Тени таятся во мраке (Чернов) - страница 144

Что ж, пусть! Пускай будет позор, если это необходимо для того, чтобы российские привилегированные сословия поняли, наконец, что Великая держава просто не имеет права встречать военные угрозы, будучи неподготовленной к ним. И с себя я также не снимаю ответственности за благодушие, самоуверенность и нерадивость. Ведь я должен был выучить этот важнейший урок на опыте крымской катастрофы прадеда и кровавого болгарского конфуза деда.

Нет-нет, я не оговорился, матушка. Именно конфуза! Храни, Боже, нас и Россию от таких побед впредь! Конфуза трагического, если освежить в памяти количество наших жертв. Ради чего Россия потеряла семьдесят с лишним тысяч жизней? Половину от числа погибших в несчастную Крымскую кампанию? Ради того лишь, чтобы в Софии восседал нынешний правитель? Чтобы знать и интеллигенция Болгарии стлались под Вену? Или жертвы эти приносились ради Дарданелл и Святого Креста над Константинополем?..

Пусть будет позор. Он куда меньшее зло, нежели новая военная неудача, если мы в очередной раз откажемся от поиска ответов на такие вопросы. Надеюсь, что результаты следствия и суда станут для России оспенной прививкой на долгие времена.

Нет, не позабыл я про их прежние заслуги и мое монаршье великодушие! Матушка, я уважаю Вашу веру в безгрешность фон Витте и остальных. Но их невиновность для всех докажут только следствие и суд. Объективный и беспристрастный. И для меня тоже…

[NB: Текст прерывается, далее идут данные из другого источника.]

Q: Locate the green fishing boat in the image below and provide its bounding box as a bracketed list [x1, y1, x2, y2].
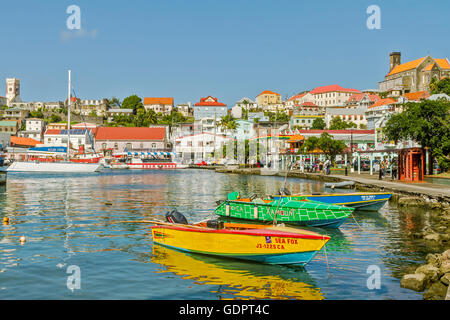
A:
[214, 192, 355, 228]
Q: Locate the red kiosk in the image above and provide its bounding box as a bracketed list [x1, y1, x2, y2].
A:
[398, 148, 425, 182]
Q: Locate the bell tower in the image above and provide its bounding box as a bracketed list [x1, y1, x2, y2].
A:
[389, 52, 402, 72]
[6, 78, 20, 104]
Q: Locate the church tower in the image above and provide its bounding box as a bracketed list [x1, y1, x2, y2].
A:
[6, 78, 20, 104]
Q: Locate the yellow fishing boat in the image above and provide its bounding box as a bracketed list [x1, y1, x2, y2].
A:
[151, 212, 330, 265]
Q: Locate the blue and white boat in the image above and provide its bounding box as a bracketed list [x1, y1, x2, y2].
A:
[272, 192, 392, 211]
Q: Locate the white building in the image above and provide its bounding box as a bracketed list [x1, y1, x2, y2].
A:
[106, 108, 133, 122]
[309, 84, 361, 108]
[325, 107, 373, 129]
[18, 118, 45, 142]
[6, 78, 22, 106]
[44, 129, 94, 150]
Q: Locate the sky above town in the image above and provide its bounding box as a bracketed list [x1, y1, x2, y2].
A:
[0, 0, 450, 107]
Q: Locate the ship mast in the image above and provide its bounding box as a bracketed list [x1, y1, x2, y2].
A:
[67, 70, 71, 160]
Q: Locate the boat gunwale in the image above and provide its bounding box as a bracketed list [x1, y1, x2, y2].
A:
[151, 225, 331, 240]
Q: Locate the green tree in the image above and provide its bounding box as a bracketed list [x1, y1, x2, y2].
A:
[383, 100, 450, 171]
[330, 117, 357, 130]
[121, 94, 144, 114]
[311, 118, 327, 130]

Какая такая личная неприязнь к Сергею Юльевичу?! Вы полагаете, наш Мишкин стыдится того, что он подпал под влияние Витте, слушая его лекции и речи в Госсовете? Простите великодушно, но Вы сами верно-ли поняли собственного сына, Государыня? Он думал исключительно о благе России, а вовсе не о сведении каких-то там личных счетов, мифических, поднимая щекотливую тему в авторитетном иностранном издании. Ибо не сомневался: там его мысли напечатают без купюр. И после выхода статьи и последующей шумихи на весь мир, здесь, у нас, трудно будет упрятать дельце под ковер!

Что?! Для Вас это все «лишь гадкая и отвратительная низость, несмотря на любые побудительные мотивы?» Восхитительно, матушка! Просто восхитительно!..

Николай, всплеснув руками, резко поднялся, в волнении смахнув рукавом черкески лежавший на краю письменного прибора карандаш, чья встреча с паркетом произошла с характерным щелчком ломающегося грифеля. По лицу его промелькнуло облачко досады и раздражения одновременно. Государь любил порядок даже в мелочах. Но к чему сейчас относились эти прорвавшиеся сквозь маску учтивой любезности эмоции? К собственной неловкости? Или же в большей степени к упорству матери, совершенно не желающей воспринимать его аргументы?